Urban Futures (Architectural design ; v. 90, no. 3. 2020) by
Call Number: NA687 .U72 2020
Publication Date: 2020-09-01
Given the rapid evolution of concepts such as smart cities, who are the architects riding the wave of new possibilities for urban design? How do contemporary agencies find pathways to understand the challenges and opportunities presented by evolving urban technology, and how does architecture engage with the expanding pool of associated disciplines? How should schools of architecture and urban design engage with radical digitalised urbanism? This issue of AD claims that this is contested territory.
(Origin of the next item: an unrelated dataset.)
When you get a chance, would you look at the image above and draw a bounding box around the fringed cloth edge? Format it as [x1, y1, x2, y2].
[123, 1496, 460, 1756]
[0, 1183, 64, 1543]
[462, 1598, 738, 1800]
The two-dimensionality of planners' urban construct is as limited as engineers' predilection to zero-in and solve problems. Urban Futures contends that society needs a much broader professional brush than has been applied in the past: interdisciplinary urban design professionals who can reach across the philosophy and mundanity of urban existence with a creative eye. The issue identifies a selection of internally resourceful visionaries who combine sociology, geography, logistics and systems theory with the practical realities and challenges of mobility, sustainable materials, food, water and energy supply, and waste disposal. Crucially, they seek to ensure better urban futures, and a civil and convivial urban experience for all city dwellers. Contributors: Refik Anadol, Philip Belesky, Shajay Bhooshan, Jane Burry and Marcus White, Thomas Daniell, Vicente Guallart, Shan He, Wanyu He, Dan Hill, Justyna Karakiewicz, Tom Kvan, Areti Markopoulou, Ed Parham, Carlo Ratti, Ferran Sagarra, and Bige Tunçer. Featured architects: Arup Digital Studio, Guallart Architects, Space10, Space Syntax, UNStudio, and XKool Technology.